Kindergartens: We have to pay the price

It is precisely this aspect that is the focus of a concern that has been heard unanimously from kindergarten directors in Bonn in recent days. Gabriele Walter, for example, who has been running the Stiftskindergarten near the Beethovenhalle for almost 30 years, has taken careful note of the position of the paediatricians. "It bothers me that we, as those affected, were not asked. In case of doubt, we are the ones who have to pay for the chain of infection," says Walter. The burden of the tests on children can be minimised by dealing with it in the right way, even with humour.
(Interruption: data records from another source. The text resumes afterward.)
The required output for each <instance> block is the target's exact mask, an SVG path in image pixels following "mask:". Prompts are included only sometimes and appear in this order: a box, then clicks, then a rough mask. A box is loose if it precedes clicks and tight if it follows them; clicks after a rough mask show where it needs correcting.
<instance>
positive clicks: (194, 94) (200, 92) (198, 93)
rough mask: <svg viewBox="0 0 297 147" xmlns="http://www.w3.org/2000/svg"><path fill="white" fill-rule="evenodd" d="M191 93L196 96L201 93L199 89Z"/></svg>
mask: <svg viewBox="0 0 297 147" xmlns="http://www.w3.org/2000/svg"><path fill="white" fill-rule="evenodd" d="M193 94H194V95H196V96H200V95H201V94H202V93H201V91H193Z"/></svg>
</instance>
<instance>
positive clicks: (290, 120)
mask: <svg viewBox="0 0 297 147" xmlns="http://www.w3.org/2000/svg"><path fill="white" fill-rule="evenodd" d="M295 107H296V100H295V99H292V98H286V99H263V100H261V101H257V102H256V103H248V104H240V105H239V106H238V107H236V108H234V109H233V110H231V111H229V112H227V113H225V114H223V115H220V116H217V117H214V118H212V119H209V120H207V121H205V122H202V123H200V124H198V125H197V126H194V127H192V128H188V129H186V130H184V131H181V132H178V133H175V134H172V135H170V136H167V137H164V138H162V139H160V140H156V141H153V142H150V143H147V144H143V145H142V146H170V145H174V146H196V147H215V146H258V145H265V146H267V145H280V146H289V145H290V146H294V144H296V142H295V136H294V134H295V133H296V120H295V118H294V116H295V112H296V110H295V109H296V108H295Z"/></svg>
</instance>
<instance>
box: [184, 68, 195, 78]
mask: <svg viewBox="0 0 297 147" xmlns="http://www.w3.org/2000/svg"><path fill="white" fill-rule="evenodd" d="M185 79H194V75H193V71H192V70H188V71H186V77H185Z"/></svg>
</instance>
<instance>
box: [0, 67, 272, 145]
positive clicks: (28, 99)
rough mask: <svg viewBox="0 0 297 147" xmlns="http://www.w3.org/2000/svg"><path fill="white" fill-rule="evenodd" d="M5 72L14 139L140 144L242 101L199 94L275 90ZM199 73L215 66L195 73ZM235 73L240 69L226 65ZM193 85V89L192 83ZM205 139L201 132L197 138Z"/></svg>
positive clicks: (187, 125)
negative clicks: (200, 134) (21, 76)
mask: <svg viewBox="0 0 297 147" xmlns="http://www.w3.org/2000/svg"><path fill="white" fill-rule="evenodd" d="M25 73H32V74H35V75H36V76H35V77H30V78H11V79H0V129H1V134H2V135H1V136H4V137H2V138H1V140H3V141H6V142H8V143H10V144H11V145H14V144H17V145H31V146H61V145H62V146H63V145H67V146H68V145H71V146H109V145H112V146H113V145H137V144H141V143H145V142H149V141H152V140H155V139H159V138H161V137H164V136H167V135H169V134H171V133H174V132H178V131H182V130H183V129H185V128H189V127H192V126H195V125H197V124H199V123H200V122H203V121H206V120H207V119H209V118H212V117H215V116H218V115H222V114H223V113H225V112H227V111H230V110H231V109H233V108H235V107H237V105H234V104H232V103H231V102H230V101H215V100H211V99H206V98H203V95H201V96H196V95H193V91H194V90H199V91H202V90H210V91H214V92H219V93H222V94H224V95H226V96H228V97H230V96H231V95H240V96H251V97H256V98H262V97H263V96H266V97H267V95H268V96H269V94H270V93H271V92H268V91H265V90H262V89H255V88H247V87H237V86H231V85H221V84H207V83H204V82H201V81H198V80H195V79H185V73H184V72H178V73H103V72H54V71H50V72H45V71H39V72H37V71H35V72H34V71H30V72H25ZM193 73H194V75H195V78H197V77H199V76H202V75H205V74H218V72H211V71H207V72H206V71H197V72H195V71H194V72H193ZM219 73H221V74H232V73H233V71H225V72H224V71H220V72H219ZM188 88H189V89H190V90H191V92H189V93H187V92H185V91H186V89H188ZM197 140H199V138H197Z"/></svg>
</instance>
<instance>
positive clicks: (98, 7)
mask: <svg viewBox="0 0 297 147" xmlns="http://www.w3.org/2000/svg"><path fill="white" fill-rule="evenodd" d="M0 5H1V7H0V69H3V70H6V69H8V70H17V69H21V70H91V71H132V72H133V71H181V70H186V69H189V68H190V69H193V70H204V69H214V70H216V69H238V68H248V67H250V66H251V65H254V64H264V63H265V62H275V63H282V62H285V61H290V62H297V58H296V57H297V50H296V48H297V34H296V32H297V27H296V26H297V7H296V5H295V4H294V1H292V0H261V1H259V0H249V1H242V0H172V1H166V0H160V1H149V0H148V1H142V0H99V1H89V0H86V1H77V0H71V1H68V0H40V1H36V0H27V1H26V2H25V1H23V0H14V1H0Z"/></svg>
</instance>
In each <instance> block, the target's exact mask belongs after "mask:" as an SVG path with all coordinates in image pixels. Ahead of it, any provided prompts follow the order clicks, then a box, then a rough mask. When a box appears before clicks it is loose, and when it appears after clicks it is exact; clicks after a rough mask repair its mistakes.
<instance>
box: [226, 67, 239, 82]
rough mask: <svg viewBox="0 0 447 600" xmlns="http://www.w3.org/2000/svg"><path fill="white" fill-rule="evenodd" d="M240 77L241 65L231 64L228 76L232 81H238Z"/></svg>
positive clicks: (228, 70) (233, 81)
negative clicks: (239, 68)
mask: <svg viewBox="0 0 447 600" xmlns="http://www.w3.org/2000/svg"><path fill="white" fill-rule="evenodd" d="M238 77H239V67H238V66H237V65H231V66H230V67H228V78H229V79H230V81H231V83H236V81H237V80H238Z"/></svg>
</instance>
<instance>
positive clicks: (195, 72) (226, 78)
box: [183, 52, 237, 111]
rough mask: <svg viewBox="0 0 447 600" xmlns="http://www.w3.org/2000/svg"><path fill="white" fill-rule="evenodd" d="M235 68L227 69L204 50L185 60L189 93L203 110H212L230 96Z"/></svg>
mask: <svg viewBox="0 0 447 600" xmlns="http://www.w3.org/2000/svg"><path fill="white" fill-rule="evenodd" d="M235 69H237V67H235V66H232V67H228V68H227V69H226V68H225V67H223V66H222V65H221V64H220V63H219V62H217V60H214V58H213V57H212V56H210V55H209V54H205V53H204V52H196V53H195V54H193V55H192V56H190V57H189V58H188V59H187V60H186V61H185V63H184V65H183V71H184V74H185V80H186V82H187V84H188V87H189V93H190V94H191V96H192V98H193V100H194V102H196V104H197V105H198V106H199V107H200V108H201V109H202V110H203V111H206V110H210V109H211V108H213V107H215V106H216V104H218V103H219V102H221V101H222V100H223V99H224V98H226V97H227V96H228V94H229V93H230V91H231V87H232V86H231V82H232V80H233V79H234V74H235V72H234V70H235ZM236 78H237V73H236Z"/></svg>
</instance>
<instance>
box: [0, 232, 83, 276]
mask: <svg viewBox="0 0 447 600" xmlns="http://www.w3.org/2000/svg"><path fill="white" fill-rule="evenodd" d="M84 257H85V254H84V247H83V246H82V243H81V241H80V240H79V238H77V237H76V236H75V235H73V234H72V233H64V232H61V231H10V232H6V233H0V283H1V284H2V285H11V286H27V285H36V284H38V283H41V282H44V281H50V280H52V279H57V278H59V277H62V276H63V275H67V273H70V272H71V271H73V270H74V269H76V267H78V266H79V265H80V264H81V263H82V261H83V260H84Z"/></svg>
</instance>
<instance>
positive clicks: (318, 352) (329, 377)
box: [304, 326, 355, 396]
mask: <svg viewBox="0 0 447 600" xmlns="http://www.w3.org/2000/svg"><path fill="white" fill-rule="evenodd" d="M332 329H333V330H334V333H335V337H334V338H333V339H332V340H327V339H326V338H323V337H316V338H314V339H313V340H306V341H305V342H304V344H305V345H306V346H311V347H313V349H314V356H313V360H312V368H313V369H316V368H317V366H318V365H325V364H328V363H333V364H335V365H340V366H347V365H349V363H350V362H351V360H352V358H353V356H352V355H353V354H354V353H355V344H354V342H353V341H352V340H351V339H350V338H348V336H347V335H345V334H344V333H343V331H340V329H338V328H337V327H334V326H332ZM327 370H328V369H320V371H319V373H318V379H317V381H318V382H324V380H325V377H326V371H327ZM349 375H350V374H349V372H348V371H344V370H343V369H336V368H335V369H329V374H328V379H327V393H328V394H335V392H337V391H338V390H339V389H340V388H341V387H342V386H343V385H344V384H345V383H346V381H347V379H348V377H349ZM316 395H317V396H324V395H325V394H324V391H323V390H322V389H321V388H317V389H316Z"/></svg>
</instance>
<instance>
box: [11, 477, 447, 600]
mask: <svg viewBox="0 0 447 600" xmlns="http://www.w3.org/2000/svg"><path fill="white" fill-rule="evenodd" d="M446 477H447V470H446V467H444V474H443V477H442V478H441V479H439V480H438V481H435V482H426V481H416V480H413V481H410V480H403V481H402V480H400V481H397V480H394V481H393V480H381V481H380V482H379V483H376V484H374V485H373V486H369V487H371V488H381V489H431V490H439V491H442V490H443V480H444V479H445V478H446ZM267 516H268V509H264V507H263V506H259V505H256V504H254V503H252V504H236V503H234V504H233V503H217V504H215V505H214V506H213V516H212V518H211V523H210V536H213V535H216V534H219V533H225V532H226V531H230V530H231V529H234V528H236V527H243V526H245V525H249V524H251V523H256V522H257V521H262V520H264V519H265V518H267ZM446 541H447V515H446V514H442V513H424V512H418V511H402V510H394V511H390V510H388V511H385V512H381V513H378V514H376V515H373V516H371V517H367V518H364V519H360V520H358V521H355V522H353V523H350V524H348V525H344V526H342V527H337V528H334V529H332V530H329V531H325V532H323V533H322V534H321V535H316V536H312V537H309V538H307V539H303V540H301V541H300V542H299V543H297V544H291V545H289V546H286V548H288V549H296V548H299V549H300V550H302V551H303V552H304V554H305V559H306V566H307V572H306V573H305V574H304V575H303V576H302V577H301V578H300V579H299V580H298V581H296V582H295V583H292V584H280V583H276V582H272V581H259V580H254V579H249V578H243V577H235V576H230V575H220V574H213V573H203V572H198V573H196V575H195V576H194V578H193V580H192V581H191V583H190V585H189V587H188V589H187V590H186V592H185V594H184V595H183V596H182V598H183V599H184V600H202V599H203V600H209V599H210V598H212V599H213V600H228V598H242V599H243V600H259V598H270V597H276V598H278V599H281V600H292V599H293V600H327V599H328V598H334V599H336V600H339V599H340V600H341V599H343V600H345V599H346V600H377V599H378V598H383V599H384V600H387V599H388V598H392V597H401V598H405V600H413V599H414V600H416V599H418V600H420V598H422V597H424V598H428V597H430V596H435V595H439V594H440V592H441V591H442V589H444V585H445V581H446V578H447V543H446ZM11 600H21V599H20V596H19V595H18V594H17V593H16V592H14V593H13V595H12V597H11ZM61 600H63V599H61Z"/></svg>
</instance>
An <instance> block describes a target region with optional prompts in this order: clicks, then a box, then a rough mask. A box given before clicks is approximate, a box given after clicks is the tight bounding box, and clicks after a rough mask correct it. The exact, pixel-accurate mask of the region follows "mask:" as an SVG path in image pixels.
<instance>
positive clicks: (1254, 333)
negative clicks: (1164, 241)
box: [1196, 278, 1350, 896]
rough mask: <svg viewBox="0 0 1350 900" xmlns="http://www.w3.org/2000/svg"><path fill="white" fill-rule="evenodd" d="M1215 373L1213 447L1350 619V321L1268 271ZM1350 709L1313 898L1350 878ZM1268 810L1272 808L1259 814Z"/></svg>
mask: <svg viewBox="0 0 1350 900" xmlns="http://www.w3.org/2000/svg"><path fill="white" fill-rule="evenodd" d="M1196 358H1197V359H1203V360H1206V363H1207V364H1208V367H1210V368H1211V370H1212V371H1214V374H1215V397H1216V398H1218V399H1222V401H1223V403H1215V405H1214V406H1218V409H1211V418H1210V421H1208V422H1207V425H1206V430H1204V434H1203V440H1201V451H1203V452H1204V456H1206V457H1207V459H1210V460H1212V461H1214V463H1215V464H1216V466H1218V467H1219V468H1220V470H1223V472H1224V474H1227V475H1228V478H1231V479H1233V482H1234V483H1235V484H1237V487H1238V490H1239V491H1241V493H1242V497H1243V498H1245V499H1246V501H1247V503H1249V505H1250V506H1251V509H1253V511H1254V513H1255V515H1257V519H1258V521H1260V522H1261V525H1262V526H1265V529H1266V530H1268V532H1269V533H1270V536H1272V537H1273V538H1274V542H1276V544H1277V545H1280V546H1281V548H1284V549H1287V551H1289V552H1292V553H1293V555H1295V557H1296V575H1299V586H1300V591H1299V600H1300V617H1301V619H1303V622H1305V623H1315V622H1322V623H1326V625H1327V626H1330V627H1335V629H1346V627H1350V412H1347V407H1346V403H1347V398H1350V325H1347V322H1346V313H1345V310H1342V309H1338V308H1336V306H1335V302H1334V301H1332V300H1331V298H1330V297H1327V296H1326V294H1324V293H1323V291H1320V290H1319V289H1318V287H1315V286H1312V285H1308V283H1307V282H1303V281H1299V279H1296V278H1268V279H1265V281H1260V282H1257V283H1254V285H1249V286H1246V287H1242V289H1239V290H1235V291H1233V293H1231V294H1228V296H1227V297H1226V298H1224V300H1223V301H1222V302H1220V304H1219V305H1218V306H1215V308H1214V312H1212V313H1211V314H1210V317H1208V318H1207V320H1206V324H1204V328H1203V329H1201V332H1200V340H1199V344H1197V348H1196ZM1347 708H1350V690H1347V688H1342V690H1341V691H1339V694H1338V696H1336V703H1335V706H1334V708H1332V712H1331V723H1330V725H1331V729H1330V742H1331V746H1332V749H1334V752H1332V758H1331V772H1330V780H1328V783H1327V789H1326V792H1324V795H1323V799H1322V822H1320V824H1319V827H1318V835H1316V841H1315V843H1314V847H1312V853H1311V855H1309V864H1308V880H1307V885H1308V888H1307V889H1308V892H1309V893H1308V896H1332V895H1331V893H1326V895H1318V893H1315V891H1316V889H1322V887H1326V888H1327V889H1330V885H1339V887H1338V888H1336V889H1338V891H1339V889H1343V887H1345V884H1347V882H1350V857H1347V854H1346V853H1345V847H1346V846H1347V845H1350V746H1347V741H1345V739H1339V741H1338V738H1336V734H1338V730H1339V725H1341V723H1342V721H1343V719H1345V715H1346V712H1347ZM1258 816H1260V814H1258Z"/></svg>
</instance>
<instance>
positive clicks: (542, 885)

Above all, however, the tests would help to detect infections early and to reduce the risk of spreading the virus - for example among parents and grandparents who are already ill. "That’s why I am very happy about the city's decision to extend the tests.”

Her colleague Nathalie Jansen from the Sankt Joseph kindergarten in Bonn-Castell agrees. "We are very much in favour of this decision," she says and adds: "We feel that the pool tests provide a high level of safety both for us as staff and for the families. According to Jansen, the organisation and handling with the contracted laboratory went smoothly, so that the day care centre was open as normal for all children who tested negative the next day. As soon as the numbers go down, she said, it would "certainly be possible for the children to move on to a certain normality in dealing with Coronavirus".

The city administration had announced on Wednesday that 76 educators and 189 kindergarten children were reported as infected in Bonn kindergartens. Both acute illnesses and the quarantine regulations have recently thinned out the staffing levels in the day-care centres to an alarming degree. "Often groups have to close due to a lack of staff. But at the moment there are a lot of children's illnesses on the way anyway," says Corina Schweitzer from Kindergarten Erlöserbund.

A kindergarten teacher in another kindergarten points to a completely different problem: Since the pool tests were voluntary, not all children took part. This alone had caused gaps in the data collection.